We listen to his stories like children camped at the feet of their exploring grandfather. We, the armchair travellers, who have watched him through the small screen since our own childhoods when we first watched Life on Earth. Then, it inspired my sister to follow a career in nature. His voice so familiar that to think of blue whales and elephant seals is to play the soundtrack of his commentary in our mind.
When asked about the planet he is not optimistic for its future. He worries about global warming. But he is not a political heavy weight. He does not stir up protest and dissent. He asks that people do what they can to reduce carbon pollution.
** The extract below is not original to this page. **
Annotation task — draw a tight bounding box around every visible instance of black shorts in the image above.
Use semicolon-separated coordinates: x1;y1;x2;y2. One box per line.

He eats meat – his dentition, his stomach structure, his evolution – they all suggest to him that it is okay to do so.
The drive home is quick. Passing Kings Park bushland on our left – an infinity of blackness. I tell Jasper the thought of the parkland at night scares me – so black. Of course, he answers, like it is the only sensible emotion to feel. It is late and the roads are empty. It has been raining and the bitumen is slick ink. Street lights making shiny pools of silver.
We are the only car on the road in either direction. We have a string of green lights. Green pools on black road.
We are on the highway above the railway and the ocean is to our right. The tracks are empty. Standing on the road ahead is a fox. I can tell from the shape of its bushy tail, held horizontally to the road, as long and wide as the fox itself. It turns its head towards us and we see its orange eyes and its sharply pointed ears. I know there are foxes in the cities, even the very biggest and busiest, but still. In my head I thank David Attenborough. As if he has brought this creature out of the dark and shown it to us tonight as we race home.
I slow the car and the fox darts across the road ahead of us and is gone. Into the gardens of the big houses. Looking for chickens.